First select the training set that has been classified into categories from the data. Use data mining classification technology on the training set to establish a classification model and classify unclassified data.

Example:

a. Credit card applicants, classified as low, medium and high risk

b. Fault diagnosis: China Baosteel Group and Shanghai Tianlu Information Technology Co., Ltd. to use data mining technology to monitor and analyze the quality of the entire steel production process, build a fault map, and analyze the causes of product defects in real time, effectively improving the quality rate of products.

Note: The number of classes is determined and predefined

·Estimation

Estimation is similar to classification, except that, Classification describes the output of discrete variables, while valuation deals with the output of continuous values; the number of classification categories is fixed, but the amount of valuation is uncertain.

Example:

a. Estimate the number of children in a family based on purchasing patterns

b. Estimate the income of a family based on purchasing patterns

c. Estimating the value of real estate

Generally speaking, valuation can be used as a preliminary step in classification. Given some input data, the value of the unknown continuous variable is obtained through estimation, and then classified according to the preset threshold. For example: Banks use valuation for home loan business and assign scores (Score 0~1) to each customer. Then, based on the thresholds, the loan classes are classified.

·Prediction

Usually, prediction works through classification or valuation, that is, a model is derived through classification or valuation, which is used to predict Predictions of unknown variables. In this sense, prophecies do not actually need to be classified into a separate category. The purpose of prediction is to predict unknown variables in the future. This kind of prediction takes time to verify, that is, it must take a certain period of time to know the accuracy of the prediction.

· Affinity grouping or association rules

Determine which things will happen together.

Example:

a. When customers in the supermarket buy A, they often buy B, that is, A =gt; B (association rules)

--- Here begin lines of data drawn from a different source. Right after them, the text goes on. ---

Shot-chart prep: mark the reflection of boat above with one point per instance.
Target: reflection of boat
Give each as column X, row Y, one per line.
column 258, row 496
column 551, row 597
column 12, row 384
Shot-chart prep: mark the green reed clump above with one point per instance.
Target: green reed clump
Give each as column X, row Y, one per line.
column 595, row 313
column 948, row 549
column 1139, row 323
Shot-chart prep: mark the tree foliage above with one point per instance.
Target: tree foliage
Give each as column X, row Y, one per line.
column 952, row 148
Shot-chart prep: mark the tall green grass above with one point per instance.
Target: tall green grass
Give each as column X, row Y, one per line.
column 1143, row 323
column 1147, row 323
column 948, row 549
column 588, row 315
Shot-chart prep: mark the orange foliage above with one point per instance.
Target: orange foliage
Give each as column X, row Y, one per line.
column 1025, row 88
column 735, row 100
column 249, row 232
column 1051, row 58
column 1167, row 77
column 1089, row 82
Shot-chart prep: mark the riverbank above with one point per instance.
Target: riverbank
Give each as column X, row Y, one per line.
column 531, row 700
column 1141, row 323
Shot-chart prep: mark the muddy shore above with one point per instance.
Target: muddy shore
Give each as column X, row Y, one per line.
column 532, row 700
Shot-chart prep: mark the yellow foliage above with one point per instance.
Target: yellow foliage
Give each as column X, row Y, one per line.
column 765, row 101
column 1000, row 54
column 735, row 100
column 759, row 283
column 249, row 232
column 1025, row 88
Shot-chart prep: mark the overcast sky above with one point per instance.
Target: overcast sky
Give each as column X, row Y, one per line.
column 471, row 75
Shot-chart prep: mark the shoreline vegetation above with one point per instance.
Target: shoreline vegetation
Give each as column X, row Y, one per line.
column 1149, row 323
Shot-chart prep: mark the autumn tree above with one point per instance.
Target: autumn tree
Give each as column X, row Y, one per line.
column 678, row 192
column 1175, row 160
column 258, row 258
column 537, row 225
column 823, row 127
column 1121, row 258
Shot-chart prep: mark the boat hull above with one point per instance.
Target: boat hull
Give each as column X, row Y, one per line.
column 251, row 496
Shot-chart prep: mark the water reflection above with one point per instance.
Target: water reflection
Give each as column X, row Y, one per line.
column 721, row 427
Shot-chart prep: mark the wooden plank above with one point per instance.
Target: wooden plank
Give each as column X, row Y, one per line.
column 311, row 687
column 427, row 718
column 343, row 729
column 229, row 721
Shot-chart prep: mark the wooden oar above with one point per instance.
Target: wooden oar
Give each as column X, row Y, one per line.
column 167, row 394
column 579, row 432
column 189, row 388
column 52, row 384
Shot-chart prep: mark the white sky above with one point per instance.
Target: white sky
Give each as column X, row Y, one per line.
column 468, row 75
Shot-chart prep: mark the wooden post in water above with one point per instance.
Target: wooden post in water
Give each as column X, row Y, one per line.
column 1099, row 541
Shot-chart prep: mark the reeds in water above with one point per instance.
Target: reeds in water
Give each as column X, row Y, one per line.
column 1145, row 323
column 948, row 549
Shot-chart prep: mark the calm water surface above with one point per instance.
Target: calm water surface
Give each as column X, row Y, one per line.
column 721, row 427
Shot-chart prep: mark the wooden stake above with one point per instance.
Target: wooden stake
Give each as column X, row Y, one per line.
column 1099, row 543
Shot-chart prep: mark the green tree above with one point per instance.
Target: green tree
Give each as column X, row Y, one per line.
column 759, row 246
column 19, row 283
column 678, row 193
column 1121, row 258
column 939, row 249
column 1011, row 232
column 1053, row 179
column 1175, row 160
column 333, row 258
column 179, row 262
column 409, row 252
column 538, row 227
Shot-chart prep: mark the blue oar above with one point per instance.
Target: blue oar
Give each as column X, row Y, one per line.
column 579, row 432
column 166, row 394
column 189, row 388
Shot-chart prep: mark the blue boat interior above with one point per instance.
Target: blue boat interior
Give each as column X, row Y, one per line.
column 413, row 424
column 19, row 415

b . After a customer purchases A, he will purchase B after a period of time (sequence analysis)

· Clustering

Clustering is to group records and put similar records in In a gathering. The difference between clustering and classification is that clustering does not rely on predefined classes and does not require a training set.

Examples:

a. The clustering of some specific symptoms may indicate a specific disease

b. The clustering of customers who rent VCDs with dissimilar types may indicate Members belong to different subculture groups

Aggregation is often used as the first step in data mining. For example, which types of promotions respond best to customers? , For this type of problem, it may be better to first aggregate the entire customers, group the customers into their respective aggregations, and then answer questions for each different aggregation.

· Description and Visualization (Description and Visualization)

Is the way to represent data mining results. Generally just refers to data visualization tools, including reporting tools and business intelligence analysis products (BI) collectively. For example, using tools such as Yonghong Z-Suite to display, analyze, and drill data, the analysis results of data mining can be displayed more vividly and profoundly.